Rate Limiting Strategies

Algorithm How It Works Pros Cons
Fixed Window N requests per minute, resets on the minute Simple, predictable Burst at window boundary
Sliding Window Log Track timestamp of each request Accurate, smooth Memory-intensive
Sliding Window Counter Weighted average of current + previous window Balance of accuracy and efficiency Approximate
Token Bucket Bucket fills at constant rate, requests drain Allows bursts up to bucket size More complex
Leaky Bucket Requests queue, processed at constant rate Smooth output rate Adds latency, queue management

Token Bucket Implementation

// Redis-based token bucket
class TokenBucket {
  constructor(redis, key, capacity, refillRate) {
    this.redis = redis;
    this.key = key;
    this.capacity = capacity;        // Max tokens (burst size)
    this.refillRate = refillRate;    // Tokens per second
  }

  async allowRequest(tokens = 1) {
    const now = Date.now();

    // Lua script for atomic operation
    const script = `
      local key = KEYS[1]
      local capacity = tonumber(ARGV[1])
      local refillRate = tonumber(ARGV[2])
      local now = tonumber(ARGV[3])
      local requested = tonumber(ARGV[4])

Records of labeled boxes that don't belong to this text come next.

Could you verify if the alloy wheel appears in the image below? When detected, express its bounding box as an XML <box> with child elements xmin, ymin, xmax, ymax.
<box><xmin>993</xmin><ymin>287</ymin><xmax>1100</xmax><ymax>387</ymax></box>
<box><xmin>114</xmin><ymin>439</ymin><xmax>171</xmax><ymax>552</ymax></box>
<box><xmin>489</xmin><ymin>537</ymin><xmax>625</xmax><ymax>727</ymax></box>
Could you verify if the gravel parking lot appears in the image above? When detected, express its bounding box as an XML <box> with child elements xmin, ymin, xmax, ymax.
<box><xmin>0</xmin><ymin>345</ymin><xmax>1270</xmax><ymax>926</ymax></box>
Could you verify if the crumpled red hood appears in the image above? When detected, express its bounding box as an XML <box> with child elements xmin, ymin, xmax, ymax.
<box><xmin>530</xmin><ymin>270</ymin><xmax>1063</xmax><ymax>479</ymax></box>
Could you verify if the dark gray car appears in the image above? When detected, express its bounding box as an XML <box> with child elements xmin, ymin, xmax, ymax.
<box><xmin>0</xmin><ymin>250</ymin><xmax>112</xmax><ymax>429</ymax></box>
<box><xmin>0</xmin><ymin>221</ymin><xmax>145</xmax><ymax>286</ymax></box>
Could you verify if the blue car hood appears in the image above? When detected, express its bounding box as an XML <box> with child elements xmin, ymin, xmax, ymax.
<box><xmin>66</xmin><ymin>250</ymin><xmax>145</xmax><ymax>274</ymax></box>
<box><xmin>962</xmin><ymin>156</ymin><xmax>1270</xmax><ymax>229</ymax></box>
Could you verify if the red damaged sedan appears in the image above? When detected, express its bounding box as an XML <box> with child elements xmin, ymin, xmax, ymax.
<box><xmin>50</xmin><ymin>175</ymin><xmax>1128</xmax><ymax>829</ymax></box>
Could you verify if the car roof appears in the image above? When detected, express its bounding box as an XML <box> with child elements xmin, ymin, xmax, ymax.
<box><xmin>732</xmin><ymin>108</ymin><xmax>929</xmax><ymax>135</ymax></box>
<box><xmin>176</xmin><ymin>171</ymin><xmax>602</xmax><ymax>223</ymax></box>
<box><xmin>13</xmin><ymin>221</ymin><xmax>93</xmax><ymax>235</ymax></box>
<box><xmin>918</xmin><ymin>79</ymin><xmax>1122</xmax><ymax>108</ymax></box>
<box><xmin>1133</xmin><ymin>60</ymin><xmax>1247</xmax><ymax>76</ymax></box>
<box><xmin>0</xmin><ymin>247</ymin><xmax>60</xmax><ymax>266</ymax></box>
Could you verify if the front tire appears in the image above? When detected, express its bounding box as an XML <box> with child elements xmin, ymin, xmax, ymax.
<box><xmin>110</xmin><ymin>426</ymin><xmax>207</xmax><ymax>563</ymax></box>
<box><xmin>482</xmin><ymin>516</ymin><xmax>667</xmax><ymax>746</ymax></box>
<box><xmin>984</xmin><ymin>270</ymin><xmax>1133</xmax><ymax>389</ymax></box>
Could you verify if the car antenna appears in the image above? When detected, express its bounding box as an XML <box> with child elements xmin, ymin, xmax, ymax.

      local bucket = redis.call('HMGET', key, 'tokens', 'lastRefill')
      local tokens = tonumber(bucket[1]) or capacity
      local lastRefill = tonumber(bucket[2]) or now

      -- Refill tokens based on time elapsed
      local elapsed = (now - lastRefill) / 1000
      tokens = math.min(capacity, tokens + (elapsed * refillRate))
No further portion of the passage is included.